After WWII, several American companies attempted to build a small economical car for the American market. Most of them were short lived, their names not even remembered now.
One such company was the BOBBI Motor Corporation, set up in 1945 by S. A. Williams in San Diego, California to produce the BOBBI-KAR. But financial difficulties forced BOBBI to relocate in Birmingham, Alabama as the BOBBI Motorcar Corporation.
Here, the company was taken over by George D. Keller, a former sales vice president of Studebaker, to be renamed George D. Keller Motors Corporation of
Most of the unique features of the BOBBI-KAR were retained, such as the independent suspension that had torsion bars bonded in rubber, but Keller re-designed the body styling to make it more conventional. The cars were fitted with 2.6 litre, 4 cylinder 'Continental' or 'Hercules' engines and were available in two series, the 'Chief' and the 'Super Chief', each of them having an unusual three model range. This was comprised of a front engined 5 seater saloon, a front engined station wagon and a rear engined 3 seater convertible.

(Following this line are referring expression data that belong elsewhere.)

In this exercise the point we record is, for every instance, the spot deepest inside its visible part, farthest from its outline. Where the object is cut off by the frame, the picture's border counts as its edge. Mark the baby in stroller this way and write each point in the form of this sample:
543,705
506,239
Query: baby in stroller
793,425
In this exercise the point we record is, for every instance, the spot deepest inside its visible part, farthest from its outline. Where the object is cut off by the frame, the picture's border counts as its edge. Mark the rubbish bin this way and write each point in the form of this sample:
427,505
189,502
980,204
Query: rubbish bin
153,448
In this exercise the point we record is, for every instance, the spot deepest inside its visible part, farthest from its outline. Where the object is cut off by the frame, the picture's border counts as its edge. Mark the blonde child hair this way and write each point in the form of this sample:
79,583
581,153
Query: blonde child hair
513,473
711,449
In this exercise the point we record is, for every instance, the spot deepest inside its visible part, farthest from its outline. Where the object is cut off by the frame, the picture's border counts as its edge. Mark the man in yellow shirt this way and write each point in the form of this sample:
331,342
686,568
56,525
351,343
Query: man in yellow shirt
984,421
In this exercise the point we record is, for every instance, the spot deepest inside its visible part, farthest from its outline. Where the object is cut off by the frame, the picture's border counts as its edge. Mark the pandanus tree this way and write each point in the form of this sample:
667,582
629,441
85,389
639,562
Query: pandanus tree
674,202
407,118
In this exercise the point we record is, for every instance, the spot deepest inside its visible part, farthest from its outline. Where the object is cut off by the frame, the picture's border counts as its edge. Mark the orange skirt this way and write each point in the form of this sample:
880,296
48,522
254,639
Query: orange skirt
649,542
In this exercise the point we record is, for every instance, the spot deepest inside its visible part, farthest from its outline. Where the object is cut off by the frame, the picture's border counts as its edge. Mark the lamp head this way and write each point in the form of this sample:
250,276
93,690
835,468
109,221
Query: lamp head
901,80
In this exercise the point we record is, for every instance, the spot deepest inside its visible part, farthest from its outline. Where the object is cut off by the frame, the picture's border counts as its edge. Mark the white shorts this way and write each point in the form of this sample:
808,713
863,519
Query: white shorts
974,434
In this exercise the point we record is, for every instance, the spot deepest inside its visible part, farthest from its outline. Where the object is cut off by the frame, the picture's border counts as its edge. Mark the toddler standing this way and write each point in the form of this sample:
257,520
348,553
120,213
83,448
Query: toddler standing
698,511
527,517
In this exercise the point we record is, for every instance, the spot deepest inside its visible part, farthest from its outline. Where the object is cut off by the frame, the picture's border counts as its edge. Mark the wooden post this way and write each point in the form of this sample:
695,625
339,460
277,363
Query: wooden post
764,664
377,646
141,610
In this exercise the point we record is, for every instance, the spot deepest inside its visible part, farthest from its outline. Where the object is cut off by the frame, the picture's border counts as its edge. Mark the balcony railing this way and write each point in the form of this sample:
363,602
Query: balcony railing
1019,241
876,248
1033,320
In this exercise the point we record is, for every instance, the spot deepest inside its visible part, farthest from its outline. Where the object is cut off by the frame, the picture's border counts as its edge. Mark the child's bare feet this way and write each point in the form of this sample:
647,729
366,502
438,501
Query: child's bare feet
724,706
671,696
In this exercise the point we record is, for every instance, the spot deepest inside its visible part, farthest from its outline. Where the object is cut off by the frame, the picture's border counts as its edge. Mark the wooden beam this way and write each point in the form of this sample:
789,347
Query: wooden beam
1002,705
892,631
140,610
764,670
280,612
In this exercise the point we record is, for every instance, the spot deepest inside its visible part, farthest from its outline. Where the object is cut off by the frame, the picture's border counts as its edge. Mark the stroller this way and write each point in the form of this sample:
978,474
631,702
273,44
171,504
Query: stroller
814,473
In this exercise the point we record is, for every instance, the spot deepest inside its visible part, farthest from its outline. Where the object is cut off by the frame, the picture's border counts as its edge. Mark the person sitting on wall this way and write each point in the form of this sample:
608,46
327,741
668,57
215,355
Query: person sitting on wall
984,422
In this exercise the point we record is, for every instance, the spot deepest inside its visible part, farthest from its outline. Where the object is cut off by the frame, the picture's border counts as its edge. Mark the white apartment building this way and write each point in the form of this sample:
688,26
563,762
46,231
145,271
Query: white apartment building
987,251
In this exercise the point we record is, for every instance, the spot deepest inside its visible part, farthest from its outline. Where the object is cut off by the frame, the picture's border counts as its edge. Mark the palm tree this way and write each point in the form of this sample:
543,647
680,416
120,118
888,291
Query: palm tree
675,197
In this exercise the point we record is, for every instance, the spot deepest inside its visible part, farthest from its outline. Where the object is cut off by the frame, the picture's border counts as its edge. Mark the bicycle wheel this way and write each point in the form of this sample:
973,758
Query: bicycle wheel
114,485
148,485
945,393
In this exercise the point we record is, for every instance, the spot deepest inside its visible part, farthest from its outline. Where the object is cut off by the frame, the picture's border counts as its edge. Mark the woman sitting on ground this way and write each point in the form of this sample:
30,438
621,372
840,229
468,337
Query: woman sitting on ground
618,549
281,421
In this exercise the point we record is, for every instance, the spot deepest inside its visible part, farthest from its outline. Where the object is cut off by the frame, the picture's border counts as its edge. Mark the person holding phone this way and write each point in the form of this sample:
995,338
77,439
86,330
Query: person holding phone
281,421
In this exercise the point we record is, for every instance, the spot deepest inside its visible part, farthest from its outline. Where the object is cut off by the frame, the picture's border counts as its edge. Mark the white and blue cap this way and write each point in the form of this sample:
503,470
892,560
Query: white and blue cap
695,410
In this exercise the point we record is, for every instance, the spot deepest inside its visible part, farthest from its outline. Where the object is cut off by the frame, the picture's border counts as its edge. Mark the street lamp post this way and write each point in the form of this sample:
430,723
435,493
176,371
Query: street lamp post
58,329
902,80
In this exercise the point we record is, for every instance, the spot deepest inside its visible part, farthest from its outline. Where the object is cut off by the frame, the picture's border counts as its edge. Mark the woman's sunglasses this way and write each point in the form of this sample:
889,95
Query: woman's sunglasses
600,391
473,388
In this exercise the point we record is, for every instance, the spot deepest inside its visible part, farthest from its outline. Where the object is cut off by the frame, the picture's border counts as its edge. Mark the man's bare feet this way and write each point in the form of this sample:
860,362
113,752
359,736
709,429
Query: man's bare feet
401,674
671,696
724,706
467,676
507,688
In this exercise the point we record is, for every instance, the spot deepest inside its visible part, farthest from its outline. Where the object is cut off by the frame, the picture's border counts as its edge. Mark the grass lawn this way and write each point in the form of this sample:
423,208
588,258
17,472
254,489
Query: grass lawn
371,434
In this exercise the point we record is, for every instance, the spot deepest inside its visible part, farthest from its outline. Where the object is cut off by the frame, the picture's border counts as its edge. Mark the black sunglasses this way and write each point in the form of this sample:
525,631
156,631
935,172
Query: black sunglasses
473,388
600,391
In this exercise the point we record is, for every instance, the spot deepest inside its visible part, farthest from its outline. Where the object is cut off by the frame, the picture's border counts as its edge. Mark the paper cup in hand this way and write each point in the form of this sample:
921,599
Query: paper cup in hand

Production was envisaged of 6,000 cars per month and a network of 1,500 dealers, but George Keller died suddenly of a heart attack after only 18 cars had been built.
A Belgian Industrialist named Poelemans, founder of Montages Automobiles PLM of Merksen, Antwerp, took over the design and a few Keller designed station wagons were made between 1953 and 1954. But the venture was again unsuccessful and production stopped in 1954.